Thanks for this post. The illos are adorable!
@danaFR
Okay, I know I’m not supposed to like your mint jelly blob with the eyes but it’s adorable – I want to sweep in and save it. So now, following on from our other conversation I’m wondering how you managed to make your mint jelly blob sympathetic, haha!
Balance is hard! You’re so right about making a schedule. And I’m watching way too many TV shows right now too but refuse to give any of them up (how can I walk away from Lost, Doctor Who, 24, Fringe or Spooks etc. etc?) Summer’s coming so many of these programs will be finished with soon but the sun is even harder to resist.
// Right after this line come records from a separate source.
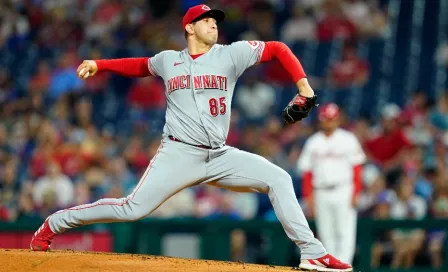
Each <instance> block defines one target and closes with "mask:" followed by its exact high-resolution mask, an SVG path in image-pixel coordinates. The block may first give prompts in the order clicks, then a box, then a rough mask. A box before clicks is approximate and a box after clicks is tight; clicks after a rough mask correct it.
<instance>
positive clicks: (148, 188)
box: [49, 137, 327, 259]
mask: <svg viewBox="0 0 448 272" xmlns="http://www.w3.org/2000/svg"><path fill="white" fill-rule="evenodd" d="M203 183H204V184H205V183H207V184H209V185H214V186H219V187H224V188H228V189H230V190H234V191H240V192H261V193H267V194H268V195H269V199H270V200H271V203H272V206H273V207H274V210H275V213H276V215H277V217H278V219H279V220H280V222H281V224H282V226H283V228H284V229H285V232H286V234H287V235H288V237H289V238H290V239H291V240H292V241H293V242H295V243H296V244H297V246H298V247H299V248H300V251H301V259H317V258H319V257H322V256H324V255H326V254H327V252H326V250H325V248H324V247H323V245H322V243H321V242H320V241H319V240H317V239H316V238H315V237H314V235H313V233H312V231H311V230H310V228H309V226H308V222H307V220H306V218H305V216H304V214H303V211H302V209H301V208H300V206H299V203H298V201H297V198H296V196H295V193H294V189H293V184H292V180H291V176H290V175H289V174H288V173H287V172H286V171H284V170H283V169H281V168H280V167H278V166H276V165H274V164H272V163H270V162H269V161H268V160H266V159H264V158H263V157H261V156H258V155H255V154H251V153H248V152H244V151H242V150H239V149H237V148H233V147H229V146H223V147H221V148H218V149H204V148H200V147H196V146H192V145H188V144H185V143H180V142H176V141H173V140H170V139H168V138H167V137H164V138H163V139H162V142H161V145H160V147H159V149H158V151H157V153H156V155H155V156H154V158H153V159H152V160H151V162H150V164H149V166H148V168H147V170H146V171H145V173H144V174H143V176H142V178H141V180H140V181H139V183H138V184H137V186H136V188H135V189H134V191H133V192H132V193H131V194H130V195H129V196H127V197H125V198H121V199H101V200H98V201H97V202H95V203H92V204H87V205H81V206H76V207H73V208H69V209H66V210H61V211H58V212H56V213H54V214H53V215H51V216H50V217H49V225H50V228H51V230H52V231H53V232H54V233H62V232H64V231H65V230H67V229H71V228H75V227H79V226H83V225H89V224H94V223H106V222H124V221H135V220H138V219H140V218H142V217H145V216H147V215H148V214H150V213H151V212H152V211H154V210H155V209H157V207H159V206H160V205H161V204H162V203H163V202H164V201H165V200H167V199H168V198H169V197H171V196H173V195H174V194H176V193H177V192H179V191H180V190H182V189H184V188H186V187H190V186H194V185H198V184H203Z"/></svg>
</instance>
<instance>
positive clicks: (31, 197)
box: [17, 182, 41, 220]
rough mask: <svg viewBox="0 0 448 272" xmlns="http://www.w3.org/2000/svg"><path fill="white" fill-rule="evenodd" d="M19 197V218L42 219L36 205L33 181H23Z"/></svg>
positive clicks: (17, 207) (17, 210) (19, 218)
mask: <svg viewBox="0 0 448 272" xmlns="http://www.w3.org/2000/svg"><path fill="white" fill-rule="evenodd" d="M18 198H19V203H18V207H17V220H22V219H25V220H26V219H41V215H40V214H39V210H38V209H37V208H36V206H35V205H34V201H33V184H32V183H31V182H23V184H22V189H21V191H20V194H19V196H18Z"/></svg>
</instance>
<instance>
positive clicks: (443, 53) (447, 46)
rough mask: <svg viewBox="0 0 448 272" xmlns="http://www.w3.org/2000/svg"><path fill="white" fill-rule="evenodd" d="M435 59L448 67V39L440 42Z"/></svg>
mask: <svg viewBox="0 0 448 272" xmlns="http://www.w3.org/2000/svg"><path fill="white" fill-rule="evenodd" d="M435 61H436V62H437V64H438V65H440V66H441V67H448V40H445V41H444V42H442V43H440V44H439V46H438V48H437V53H436V55H435ZM441 69H443V68H441Z"/></svg>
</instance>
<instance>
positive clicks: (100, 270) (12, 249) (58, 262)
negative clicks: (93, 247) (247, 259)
mask: <svg viewBox="0 0 448 272" xmlns="http://www.w3.org/2000/svg"><path fill="white" fill-rule="evenodd" d="M0 271H8V272H12V271H41V272H47V271H48V272H50V271H58V272H59V271H83V272H84V271H132V272H137V271H156V272H164V271H167V272H184V271H185V272H231V271H232V272H233V271H243V272H255V271H270V272H278V271H282V272H283V271H288V272H291V271H292V268H291V267H279V266H277V267H275V266H264V265H254V264H244V263H235V262H217V261H207V260H190V259H181V258H170V257H158V256H149V255H136V254H116V253H95V252H77V251H72V250H57V251H51V252H32V251H31V250H19V249H0Z"/></svg>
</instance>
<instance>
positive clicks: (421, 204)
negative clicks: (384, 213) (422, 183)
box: [390, 175, 427, 269]
mask: <svg viewBox="0 0 448 272" xmlns="http://www.w3.org/2000/svg"><path fill="white" fill-rule="evenodd" d="M397 190H398V193H397V196H398V197H397V199H396V201H394V202H393V203H392V204H391V210H390V215H391V218H392V219H423V218H424V217H425V216H426V212H427V205H426V202H425V200H424V199H423V198H421V197H419V196H417V195H416V194H415V191H414V184H413V182H412V181H411V180H410V179H409V178H408V177H406V176H404V175H403V176H402V177H401V180H400V184H399V185H398V189H397ZM424 241H425V232H424V230H421V229H394V230H393V231H392V242H393V245H394V257H393V260H392V265H391V266H392V268H394V269H396V268H399V267H404V268H407V269H409V268H410V267H411V266H412V265H413V264H414V261H415V256H416V255H417V253H418V251H419V250H420V249H421V248H422V246H423V242H424Z"/></svg>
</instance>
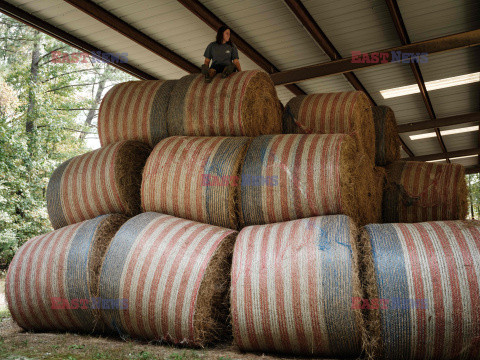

Whew! Multi-tasking – I am not so great at it. And, I always feel guilty when I am writing at home because there are a million other things that need to be done. Somehow, I manage – but I need to get better at it. :/
Dana, thanks! You’re right. Concentration as a precious commodity is what I’ve been feeling lately and was trying to convey. It’s hard to keep the thread of a narrative while multitasking (at least for me).
C.K. you can like the mint jelly blob if you want! I don’t know how I made it sympathetic, but I do have a habit (talent?) of making monsters look cute instead of scary. I also can’t draw werewolves (people laughed at the ones in my mini comic; they were supposed to be scary). Don’t give up your TV shows! Summer will be here soon!! When you’re out in the sun, you can think about your stories. If you have a small notebook with you, you can keep notes for rainy days.
Julia, I’m not so great at multitasking either. I actually had to stop multitasking so I could figure out what I wanted to say in this article (gotta love the irony there ). I’m with you on the guilt too. The distractions at home can zap creativity quickly! Wish I had an office outside my house!
“Somehow, I manage – but I need to get better at it. :/”
—Could you pick one thing to work on that will make you feel better and not as guilty? And reward yourself with something fun when it works? (A new book, some chocolate, a couple of guilt free hours to do whatever strikes your fancy at the time …)
Exercise that shape-shifting demon editor thingy, PRONTO! He needs to go. Send him in the other room to watch TV with the cows or something.
Stephanie: Great post! I especially like the last point: Do what you can and don’t feel guilty. Words to live by!
Nelsa
Lisa, Ha! Thanks
Will send the shape shifting demon to watch TV with the cows.
Nelsa, Thank you! Guilt is definitely the hardest thing to leave out of it, but if you can, it makes everything easier.
Multitasking is something I’m not good at. I’m working on getting better, but it’s a slow process for me.
I like your mint jelly blob and your moo tv. : )
Susanne Drazic
http://susannedrazic.blogspot.com/
Thanks Susanne! :0) Keep working on it … or don’t if you don’t want to. Multitasking is not always the best way. So if you’re not good at it, only do it when necessary.